Rama

 

Die Rama-Geschichte
Der französische Kaiser Napoleon lll. setzt zum Ende des 19. Jahrhunderts den stolzen Betrag von 100.000 Goldfranc als Belohnung für die Erfindung der ersten preiswerten Alternative zu Butter aus. Die rasant zunehmende Industrialisierung und die damit einhergehende Veränderung der Lebens- und Ernährungsgewohnheiten zwingen das Staatsoberhaupt zu dieser ungewöhnlichen Maßnahme. Den Wettlauf um den dringend benötigten Energiespender gewinnt der Franzose Hippolyte Mège-Mouriès mit einer Creme aus zunächst rein tierischen Zutaten, die er Margarine nennt. Die Wortschöpfung setzt sich zusammen aus dem griechischen Wort für Perle (márgaron), mit dem der französische Erfinder auf die schimmernde Oberfläche der Emulsion anspielt, und glycérine, der französischen Bezeichnung für einen süßlich schmeckenden Fettalkohol.

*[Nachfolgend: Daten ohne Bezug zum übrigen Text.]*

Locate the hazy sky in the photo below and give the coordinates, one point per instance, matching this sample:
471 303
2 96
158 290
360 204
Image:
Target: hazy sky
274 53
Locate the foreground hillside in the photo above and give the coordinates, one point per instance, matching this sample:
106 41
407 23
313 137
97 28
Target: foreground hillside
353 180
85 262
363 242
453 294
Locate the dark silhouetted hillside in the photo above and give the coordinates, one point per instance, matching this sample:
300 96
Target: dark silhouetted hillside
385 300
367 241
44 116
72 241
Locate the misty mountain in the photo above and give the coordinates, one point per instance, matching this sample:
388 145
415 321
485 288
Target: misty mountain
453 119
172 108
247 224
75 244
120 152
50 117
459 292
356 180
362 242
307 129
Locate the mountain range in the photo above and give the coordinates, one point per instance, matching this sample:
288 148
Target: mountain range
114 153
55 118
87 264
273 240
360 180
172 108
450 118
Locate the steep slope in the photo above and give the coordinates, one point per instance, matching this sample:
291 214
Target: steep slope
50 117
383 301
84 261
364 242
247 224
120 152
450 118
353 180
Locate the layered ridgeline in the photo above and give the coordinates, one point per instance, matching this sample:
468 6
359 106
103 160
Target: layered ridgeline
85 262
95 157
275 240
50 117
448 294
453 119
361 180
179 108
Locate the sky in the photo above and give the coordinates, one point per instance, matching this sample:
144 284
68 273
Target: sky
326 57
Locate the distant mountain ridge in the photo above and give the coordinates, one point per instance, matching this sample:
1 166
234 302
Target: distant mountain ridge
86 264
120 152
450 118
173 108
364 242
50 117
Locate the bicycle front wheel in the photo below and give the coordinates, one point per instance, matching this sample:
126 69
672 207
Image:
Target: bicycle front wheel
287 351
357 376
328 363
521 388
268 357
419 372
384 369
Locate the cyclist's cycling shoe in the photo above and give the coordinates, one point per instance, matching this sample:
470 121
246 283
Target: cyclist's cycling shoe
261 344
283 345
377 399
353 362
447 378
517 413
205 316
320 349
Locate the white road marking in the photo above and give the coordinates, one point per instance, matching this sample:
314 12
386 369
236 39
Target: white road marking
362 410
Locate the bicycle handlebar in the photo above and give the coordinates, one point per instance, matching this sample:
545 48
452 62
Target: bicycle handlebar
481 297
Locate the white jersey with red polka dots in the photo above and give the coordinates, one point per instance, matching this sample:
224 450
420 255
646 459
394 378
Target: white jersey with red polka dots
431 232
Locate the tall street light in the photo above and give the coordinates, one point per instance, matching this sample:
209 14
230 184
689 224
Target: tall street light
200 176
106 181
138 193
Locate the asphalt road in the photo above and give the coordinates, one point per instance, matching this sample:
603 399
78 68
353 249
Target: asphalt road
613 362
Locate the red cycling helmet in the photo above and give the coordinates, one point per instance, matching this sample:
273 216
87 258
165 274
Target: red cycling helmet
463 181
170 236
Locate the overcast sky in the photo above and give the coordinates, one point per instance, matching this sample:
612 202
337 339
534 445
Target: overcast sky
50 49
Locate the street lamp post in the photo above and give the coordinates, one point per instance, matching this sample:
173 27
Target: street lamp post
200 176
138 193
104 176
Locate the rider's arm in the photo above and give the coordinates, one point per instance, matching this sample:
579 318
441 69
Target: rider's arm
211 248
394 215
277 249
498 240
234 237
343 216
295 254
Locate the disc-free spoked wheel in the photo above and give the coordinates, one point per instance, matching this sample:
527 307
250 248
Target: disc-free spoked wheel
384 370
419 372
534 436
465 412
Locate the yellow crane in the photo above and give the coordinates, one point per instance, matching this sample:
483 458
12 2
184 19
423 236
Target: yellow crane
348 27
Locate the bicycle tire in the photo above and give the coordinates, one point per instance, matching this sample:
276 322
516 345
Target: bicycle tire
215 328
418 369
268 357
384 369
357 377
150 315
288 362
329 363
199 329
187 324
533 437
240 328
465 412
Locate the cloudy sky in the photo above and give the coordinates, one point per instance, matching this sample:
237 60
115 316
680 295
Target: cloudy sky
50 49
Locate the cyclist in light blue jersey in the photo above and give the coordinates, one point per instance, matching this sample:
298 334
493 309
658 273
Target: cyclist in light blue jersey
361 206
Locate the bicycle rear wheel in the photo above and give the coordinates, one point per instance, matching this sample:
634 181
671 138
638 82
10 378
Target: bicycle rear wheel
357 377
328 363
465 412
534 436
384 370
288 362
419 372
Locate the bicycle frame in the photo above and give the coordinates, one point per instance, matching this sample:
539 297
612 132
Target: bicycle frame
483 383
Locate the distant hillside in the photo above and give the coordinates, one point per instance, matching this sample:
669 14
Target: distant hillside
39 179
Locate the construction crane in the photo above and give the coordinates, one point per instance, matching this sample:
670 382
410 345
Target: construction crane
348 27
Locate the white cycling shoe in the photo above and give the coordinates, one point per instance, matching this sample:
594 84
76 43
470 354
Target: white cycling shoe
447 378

Das riesige Marktpotenzial der revolutionären Erfindung wird erstmalig vom Butterhändler Jan Jurgens aus Goch erkannt. Jurgens erwirbt 1870 das Patent und vertreibt zunächst regionale Marken. Die Vielfalt der Margarinemarken, die unter dem Dach Deutsche Jurgenswerke AG versammelt sind, ist schließlich so verwirrend, dass 1924 die Vermarktung unter der gemeinsamen Bezeichnung „Rahma“ beschlossen wird – um eine Verwechslung mit reinen Milchprodukten auszuschließen, wurde das „h“ später weggelassen.
Dennoch: Die mit dem neuen Namen geweckten Assoziationen zu Butter, Rahm und Sahne werden von den ersten Werbestrategen der Jurgenswerke natürlich einkalkuliert und durch den Zusatz „buttergleich“ noch unterstützt. Parallel zur Namensfindung wird auch die Figur des Rama-Mädchens kreiert, die bis heute zur hohen Wiedererkennbarkeit der Marke beiträgt.